So living in Boston does have its perks: The New England Conservatory offers free concerts nearly every day of the week. On Wednesday and Thursday, we have the Steve Reich mini-festival, featuring some good stuff like Different Trains and Music for 18 Musicians. Supposedly Reich himself will be hiding out in the audience.
And if one classical superstar were not enough, Renee Fleming is also giving a free masterclass earlier that same afternoon (Wed). But sadly only the NEC students, staff, faculty folks get a slice of that amazing pie. Maybe I can pull the old hide-behind-a-corner-slug-the-next-worker-who-walks-by-and-steal-his-uniform trick. That certainly worked for Luke Skywalker.
Interestingly enough, my degree in music criticism has prepared me for my current place in life in ways I wouldn't have really considered before. Though my current job has nothing to do with music, it is highly self-conscious regarding social issues. And as a grad student in music criticism (in Canada), I spent two years absorbing life through the cultural studies lens. So when we learned about British punk, we learned about class strife. When we studied heavy metal, we learned about the voicelessness of white poverty (since class mythically "doesn't exist" in America, a poor white male can't put precise wording to his dissatisfaction--after all, he is supposedly "privileged"). When we researched Asian hip-hop, we learned about racial tensions between Asian-Americans and African-Americans. When we studied reggae, we learned about diasporic musics and immigrant cultures.

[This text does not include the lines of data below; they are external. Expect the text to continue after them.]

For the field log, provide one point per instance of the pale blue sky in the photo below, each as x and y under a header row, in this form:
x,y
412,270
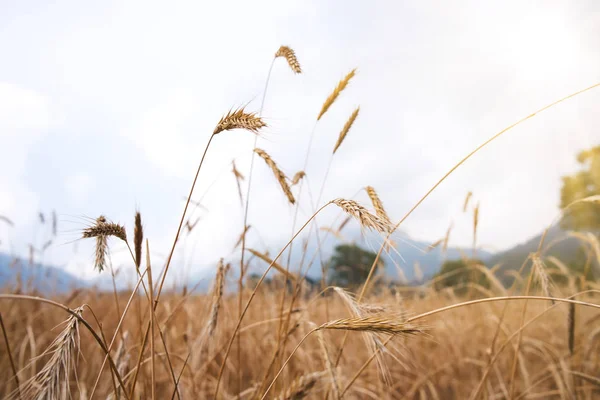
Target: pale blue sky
x,y
106,106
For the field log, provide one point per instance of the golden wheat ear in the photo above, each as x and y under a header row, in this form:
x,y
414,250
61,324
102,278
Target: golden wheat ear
x,y
346,129
336,92
279,175
101,231
363,216
239,119
290,56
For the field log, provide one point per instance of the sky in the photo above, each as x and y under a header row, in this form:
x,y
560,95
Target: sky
x,y
106,107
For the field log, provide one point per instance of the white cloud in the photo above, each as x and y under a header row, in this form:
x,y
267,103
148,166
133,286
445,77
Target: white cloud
x,y
434,81
24,119
78,187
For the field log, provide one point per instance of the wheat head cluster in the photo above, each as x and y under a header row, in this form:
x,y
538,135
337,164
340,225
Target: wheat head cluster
x,y
279,337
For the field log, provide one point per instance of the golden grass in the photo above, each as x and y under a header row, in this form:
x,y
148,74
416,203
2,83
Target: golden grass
x,y
317,342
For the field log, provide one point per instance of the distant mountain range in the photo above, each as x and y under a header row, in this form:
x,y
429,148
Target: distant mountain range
x,y
408,252
557,243
16,273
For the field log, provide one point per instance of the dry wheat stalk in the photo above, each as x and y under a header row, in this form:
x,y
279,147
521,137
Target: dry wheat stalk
x,y
297,176
541,275
365,218
279,175
101,231
345,129
105,228
336,92
290,56
447,238
378,205
301,387
344,223
434,245
269,261
387,323
138,238
335,386
52,382
466,204
475,224
122,359
216,298
571,325
335,233
237,244
239,119
54,223
238,179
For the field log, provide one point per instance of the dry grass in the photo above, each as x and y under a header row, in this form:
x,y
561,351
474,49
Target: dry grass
x,y
239,119
363,216
346,129
290,56
279,175
336,92
295,341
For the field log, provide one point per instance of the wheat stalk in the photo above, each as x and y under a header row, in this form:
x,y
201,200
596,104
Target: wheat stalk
x,y
52,382
541,275
336,92
238,179
378,205
466,203
386,323
290,56
239,119
301,387
101,231
335,386
364,217
297,176
279,175
239,241
345,129
216,298
138,238
432,246
447,238
104,228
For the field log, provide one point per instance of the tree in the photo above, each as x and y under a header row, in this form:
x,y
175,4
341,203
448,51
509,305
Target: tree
x,y
350,265
585,183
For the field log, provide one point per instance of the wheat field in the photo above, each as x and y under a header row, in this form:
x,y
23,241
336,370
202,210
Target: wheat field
x,y
284,338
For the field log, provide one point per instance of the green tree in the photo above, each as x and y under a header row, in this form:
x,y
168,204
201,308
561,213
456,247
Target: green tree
x,y
350,265
586,182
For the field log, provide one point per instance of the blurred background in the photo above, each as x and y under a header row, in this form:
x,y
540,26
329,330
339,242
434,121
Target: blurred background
x,y
105,108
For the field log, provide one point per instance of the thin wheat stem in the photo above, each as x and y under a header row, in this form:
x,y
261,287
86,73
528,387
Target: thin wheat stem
x,y
262,278
12,362
246,207
447,174
97,338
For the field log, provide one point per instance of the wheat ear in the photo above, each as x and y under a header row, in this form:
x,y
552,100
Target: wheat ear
x,y
279,175
345,129
336,92
290,56
239,119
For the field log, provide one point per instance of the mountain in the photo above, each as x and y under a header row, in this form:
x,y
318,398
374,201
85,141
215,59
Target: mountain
x,y
404,256
43,279
557,243
46,279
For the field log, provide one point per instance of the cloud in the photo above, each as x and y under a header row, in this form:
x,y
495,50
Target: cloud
x,y
434,81
24,119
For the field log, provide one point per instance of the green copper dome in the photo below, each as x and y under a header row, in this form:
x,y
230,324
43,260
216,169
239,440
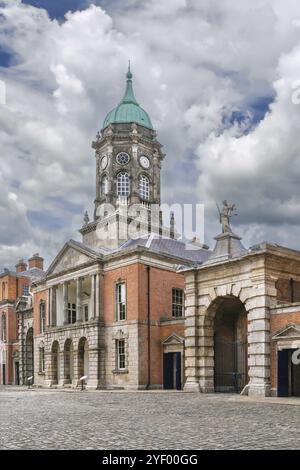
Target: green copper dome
x,y
128,110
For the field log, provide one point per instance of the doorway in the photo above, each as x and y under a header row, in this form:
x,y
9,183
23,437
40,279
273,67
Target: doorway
x,y
230,347
17,373
288,375
172,371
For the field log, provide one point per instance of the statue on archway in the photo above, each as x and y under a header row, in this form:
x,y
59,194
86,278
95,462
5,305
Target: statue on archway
x,y
228,210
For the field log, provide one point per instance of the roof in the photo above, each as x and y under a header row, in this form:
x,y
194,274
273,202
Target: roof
x,y
32,273
128,110
171,247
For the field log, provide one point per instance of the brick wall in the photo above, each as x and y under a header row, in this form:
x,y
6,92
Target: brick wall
x,y
38,297
279,322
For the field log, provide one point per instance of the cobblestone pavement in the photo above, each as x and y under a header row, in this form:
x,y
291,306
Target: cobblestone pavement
x,y
49,419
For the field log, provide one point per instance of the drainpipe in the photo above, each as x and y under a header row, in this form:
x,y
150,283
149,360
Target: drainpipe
x,y
148,329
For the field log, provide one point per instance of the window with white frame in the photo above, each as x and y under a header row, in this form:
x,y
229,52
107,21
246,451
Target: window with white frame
x,y
177,303
123,184
42,316
121,301
26,289
86,312
3,328
120,354
71,313
42,359
144,187
104,186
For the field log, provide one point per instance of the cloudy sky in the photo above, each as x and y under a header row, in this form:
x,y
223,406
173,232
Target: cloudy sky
x,y
218,78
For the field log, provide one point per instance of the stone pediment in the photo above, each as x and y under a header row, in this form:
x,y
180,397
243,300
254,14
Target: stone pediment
x,y
289,332
72,255
173,339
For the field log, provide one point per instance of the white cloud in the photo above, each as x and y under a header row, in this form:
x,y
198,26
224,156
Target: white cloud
x,y
194,64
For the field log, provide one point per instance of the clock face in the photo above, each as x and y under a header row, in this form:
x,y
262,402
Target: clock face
x,y
145,162
123,158
103,163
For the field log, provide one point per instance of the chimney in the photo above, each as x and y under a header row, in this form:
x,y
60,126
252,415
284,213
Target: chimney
x,y
172,225
21,266
36,261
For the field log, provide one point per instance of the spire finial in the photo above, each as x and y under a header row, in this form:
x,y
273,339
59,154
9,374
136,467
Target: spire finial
x,y
129,74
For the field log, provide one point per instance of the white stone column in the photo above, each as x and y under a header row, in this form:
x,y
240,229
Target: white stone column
x,y
50,323
97,299
54,306
79,316
206,350
65,298
101,294
259,350
92,314
191,332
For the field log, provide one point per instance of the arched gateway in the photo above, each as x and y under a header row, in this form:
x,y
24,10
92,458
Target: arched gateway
x,y
228,317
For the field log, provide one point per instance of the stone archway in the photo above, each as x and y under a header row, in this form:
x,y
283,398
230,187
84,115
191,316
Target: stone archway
x,y
223,348
55,363
83,357
68,362
229,344
29,356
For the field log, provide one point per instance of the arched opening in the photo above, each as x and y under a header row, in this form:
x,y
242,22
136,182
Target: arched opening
x,y
83,358
55,363
68,361
104,186
144,187
123,184
230,345
29,357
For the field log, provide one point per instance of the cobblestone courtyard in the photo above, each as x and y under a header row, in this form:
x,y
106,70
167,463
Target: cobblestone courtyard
x,y
49,419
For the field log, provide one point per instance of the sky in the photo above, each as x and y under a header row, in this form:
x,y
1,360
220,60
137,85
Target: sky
x,y
218,78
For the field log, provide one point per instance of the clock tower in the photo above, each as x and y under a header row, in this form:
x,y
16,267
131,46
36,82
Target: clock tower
x,y
128,165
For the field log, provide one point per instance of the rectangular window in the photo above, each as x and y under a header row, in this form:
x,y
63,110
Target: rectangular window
x,y
42,359
177,303
71,313
121,301
120,347
86,313
26,289
42,316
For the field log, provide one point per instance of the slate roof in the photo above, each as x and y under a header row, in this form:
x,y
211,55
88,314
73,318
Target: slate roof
x,y
168,246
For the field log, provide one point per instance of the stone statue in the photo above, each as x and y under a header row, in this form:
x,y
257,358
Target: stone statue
x,y
86,218
228,210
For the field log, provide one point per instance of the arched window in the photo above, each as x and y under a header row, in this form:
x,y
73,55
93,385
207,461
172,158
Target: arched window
x,y
3,290
104,186
144,187
123,184
3,328
41,358
42,316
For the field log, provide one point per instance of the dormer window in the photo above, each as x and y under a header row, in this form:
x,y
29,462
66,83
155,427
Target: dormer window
x,y
144,187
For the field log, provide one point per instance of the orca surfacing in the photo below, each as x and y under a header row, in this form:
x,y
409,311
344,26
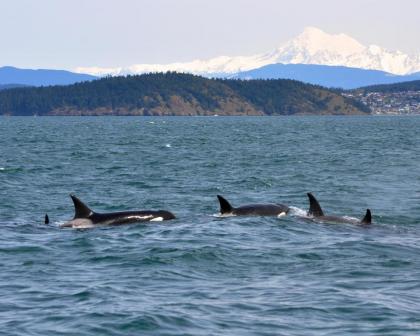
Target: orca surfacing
x,y
316,212
252,209
84,217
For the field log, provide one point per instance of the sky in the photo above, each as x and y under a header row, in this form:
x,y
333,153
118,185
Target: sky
x,y
65,34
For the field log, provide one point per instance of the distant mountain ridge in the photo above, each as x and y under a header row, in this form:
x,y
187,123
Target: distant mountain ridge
x,y
312,46
177,94
42,77
325,75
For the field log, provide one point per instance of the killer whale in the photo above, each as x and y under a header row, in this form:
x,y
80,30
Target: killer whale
x,y
84,217
316,212
226,209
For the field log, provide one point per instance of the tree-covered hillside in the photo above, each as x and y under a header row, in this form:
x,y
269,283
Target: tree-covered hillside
x,y
177,94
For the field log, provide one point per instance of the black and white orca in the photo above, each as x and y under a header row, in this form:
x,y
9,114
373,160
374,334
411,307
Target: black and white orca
x,y
277,210
84,217
317,214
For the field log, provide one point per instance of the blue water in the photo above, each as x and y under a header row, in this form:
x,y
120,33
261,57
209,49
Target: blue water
x,y
201,274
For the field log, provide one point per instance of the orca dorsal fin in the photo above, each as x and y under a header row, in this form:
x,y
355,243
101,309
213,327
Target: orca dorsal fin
x,y
314,207
225,206
81,210
368,217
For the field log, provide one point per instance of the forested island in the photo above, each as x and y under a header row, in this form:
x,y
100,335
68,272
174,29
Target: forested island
x,y
173,94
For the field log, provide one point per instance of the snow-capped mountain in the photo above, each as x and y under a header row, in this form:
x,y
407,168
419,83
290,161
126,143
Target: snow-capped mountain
x,y
312,46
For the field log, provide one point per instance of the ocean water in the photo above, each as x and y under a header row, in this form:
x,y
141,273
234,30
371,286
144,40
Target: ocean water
x,y
201,274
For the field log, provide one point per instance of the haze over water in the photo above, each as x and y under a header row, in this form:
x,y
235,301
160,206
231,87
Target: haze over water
x,y
201,274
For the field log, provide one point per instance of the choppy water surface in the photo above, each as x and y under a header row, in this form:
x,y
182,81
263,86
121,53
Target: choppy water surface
x,y
200,274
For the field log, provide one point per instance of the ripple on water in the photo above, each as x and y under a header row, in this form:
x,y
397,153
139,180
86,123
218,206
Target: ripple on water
x,y
200,274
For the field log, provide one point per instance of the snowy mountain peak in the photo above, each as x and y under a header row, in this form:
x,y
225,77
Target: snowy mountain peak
x,y
312,46
314,40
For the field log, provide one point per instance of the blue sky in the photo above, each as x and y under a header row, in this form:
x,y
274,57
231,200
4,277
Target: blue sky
x,y
70,33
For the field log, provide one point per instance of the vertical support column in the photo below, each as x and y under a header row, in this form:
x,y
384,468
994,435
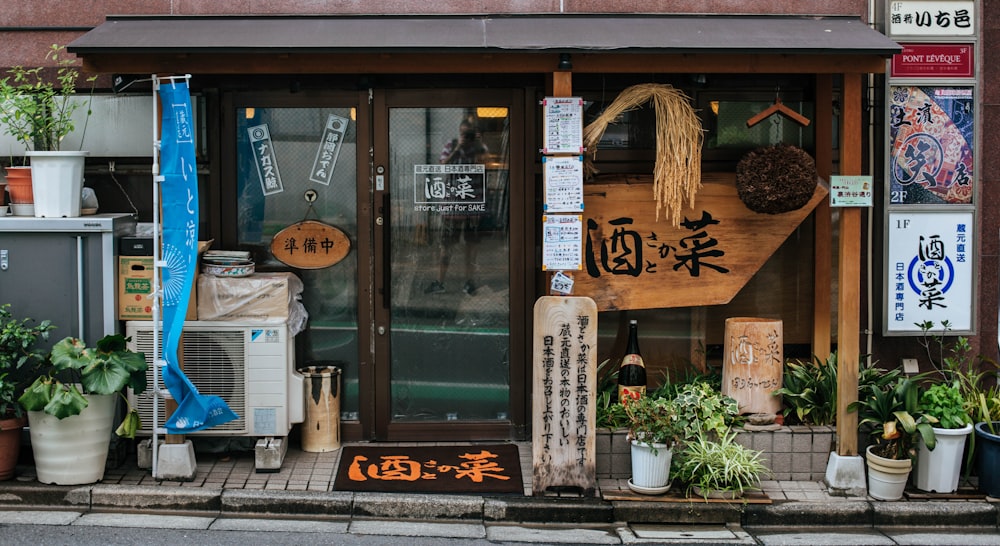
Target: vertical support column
x,y
562,86
849,279
823,228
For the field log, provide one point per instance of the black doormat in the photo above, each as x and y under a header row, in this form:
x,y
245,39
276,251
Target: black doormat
x,y
430,469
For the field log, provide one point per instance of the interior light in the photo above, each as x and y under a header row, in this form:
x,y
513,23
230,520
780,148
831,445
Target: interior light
x,y
491,112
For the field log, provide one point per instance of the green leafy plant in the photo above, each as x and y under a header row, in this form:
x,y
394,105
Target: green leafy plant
x,y
721,465
955,362
651,420
36,110
944,402
892,416
106,369
19,356
701,408
809,391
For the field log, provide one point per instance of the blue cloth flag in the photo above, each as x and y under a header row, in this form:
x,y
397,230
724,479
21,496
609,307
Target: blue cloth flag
x,y
194,411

The issues, absorbed through the music, seemed relevant to me. Now, living in an urban "salad bowl", I must actually encounter them in practice. Seems to be a fitting next step, in God's providence.
Sarah Moerman introduced me to Doug Riley today. Given that he died in August, I will have to become a post-humus fan. But he was pretty big in the day and since one of my favorite contemporary jazz pianists modeled after his style, I guess I need to check out more of his stuff.
Saturday afternoon I made the trek down to the Orpheum Theatre in order to purchase Decemberist tickets from the box office and avoid the ridiculous surcharges. I got a little mixed up, because a bunch of buses were obscuring the entry way and crew members were hauling in a band's equipment. I got called out for wandering unattended into the entry way, but was directed to the box office. I wondered who the band was, but didn't see any markings on the bus or band equipment. So I tucked the observation away and enjoyed Architecture in Helsinki later that night, despite the screaming Ottawans behind us. Then tonight I was browsing through the page I'd ripped from a Boston Metro I had seen lying around a restaurant: the band whose equipment I had nearly tripped over?
It was Smashing Pumpkins.
I downloaded the album for the price of my choosing, an amount that is probably the equivalent of some cheap fish and chips. I can't let Jonny starve in the gutter, can I? But now it's in my ipod and work today will just be all the sweeter. It's been three long years, friends, if you don't count Thom's attempts to solo it.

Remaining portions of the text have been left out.